Breast cancer (BC) represents one of the leading causes of cancer related deaths worldwide. New tools for diagnostic staging and therapeutic monitoring are needed to improve individualized therapies and improve clinical outcome. The analyses of circulating tumour cells may provide important prognostic information in the clinical setting.

Materials and methods

Circulating tumour cells (CTC) of 63 BC patients were isolated from peripheral blood (PB) through immunomagnetic separation. Subsequently, RT-PCR or mPCR for the genes ga733.2, muc-1, c-erbB2, mgb-1, spdef and c-erbB2 were performed. Subsequently, expression data were correlated with the tumour stages. Fourteen healthy individuals served as controls.
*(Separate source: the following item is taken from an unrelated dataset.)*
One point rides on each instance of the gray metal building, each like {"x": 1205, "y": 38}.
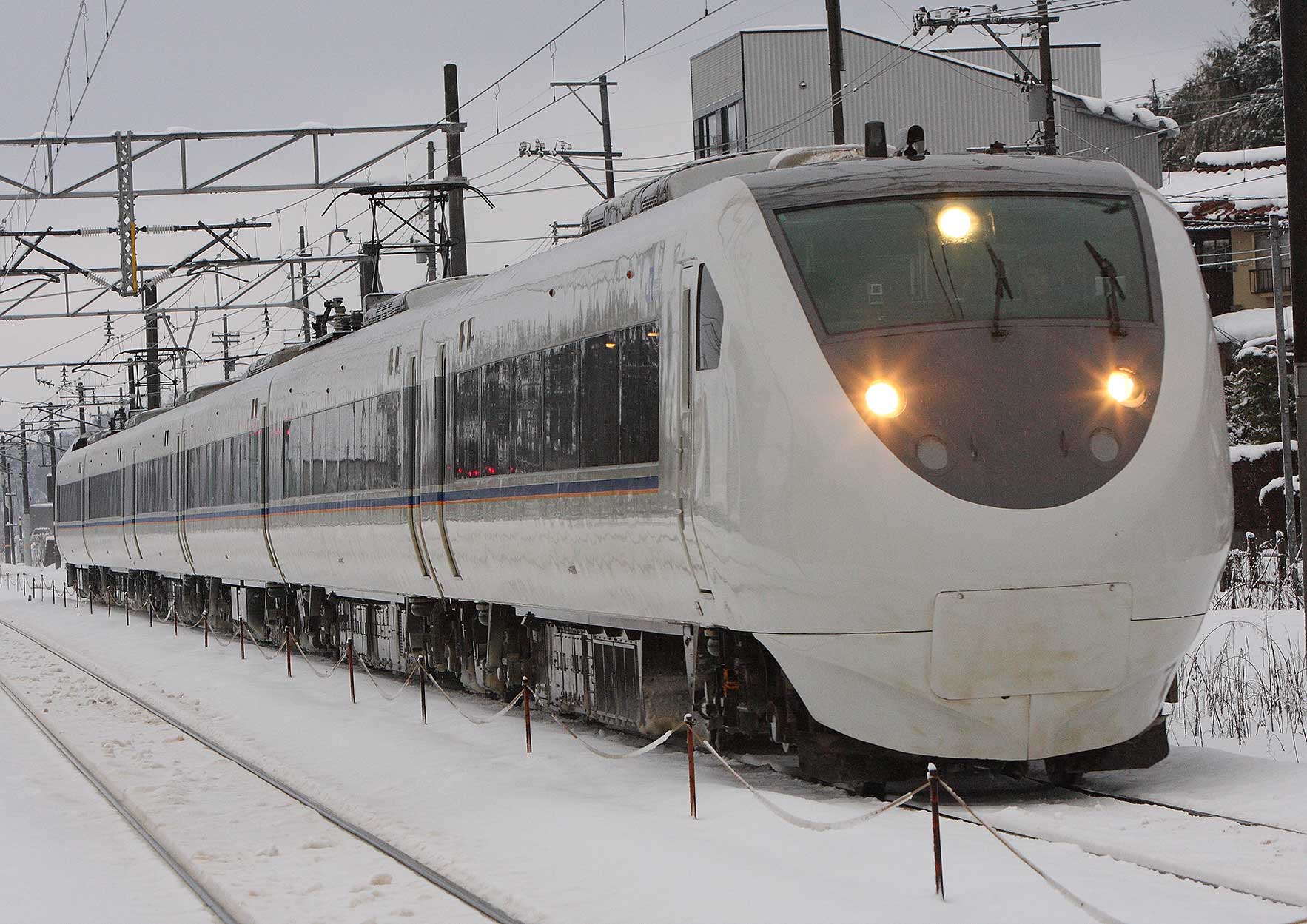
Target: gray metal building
{"x": 770, "y": 88}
Significant correlations with tumour stages were found in single gene analyses of ga733.2, muc-1 and in multi-gene analyses of ga733.2/muc-1/mgb1/spdef. Furthermore, a significant correlation of Ca 15-3 and all studied genes was also observed.


Herein, we demonstrated a positive correlation of a gene signature consisting of ga733.2, muc-1, mgb1 and spdef and advanced stages of BC. Moreover, all studied genes and gene patterns revealed a significant correlation with Ca 15-3 positive cases.


Even though new developments in clinical research on breast cancer (BC) have provided clinicians with a set of important diagnostic tools, there is still an urgent need for further, more sensitive staging techniques. Recent studies have shown that quantitative and qualitative analyses of circulating tumour cells (CTC) may provide prognostic information in BC [1, 2]. Attempts to isolate CTC in peripheral blood (PB) date back to more than 100 years [3]. Sandberg et al. isolated CTC from BC patients using centrifugation and fibrinogen to aggregate erythrocytes [4]. Notably, Hsieh et al. reported that the absolute count of CTC may be related to an aggressive course of disease in BC patients [5]. First attempts to isolate CTC through immunomagnetic separation were made by Berois et al using a CK-19 on BC cell lines [6]. This technique was recently successfully used by Hardingham et al. in patients with gastrointestinal neoplasias [7]. Combining immunomagnectic separation and real-time-PCR (RT-PCR), this group could positively correlate the presence of CTC in PB with shorter disease-free intervals.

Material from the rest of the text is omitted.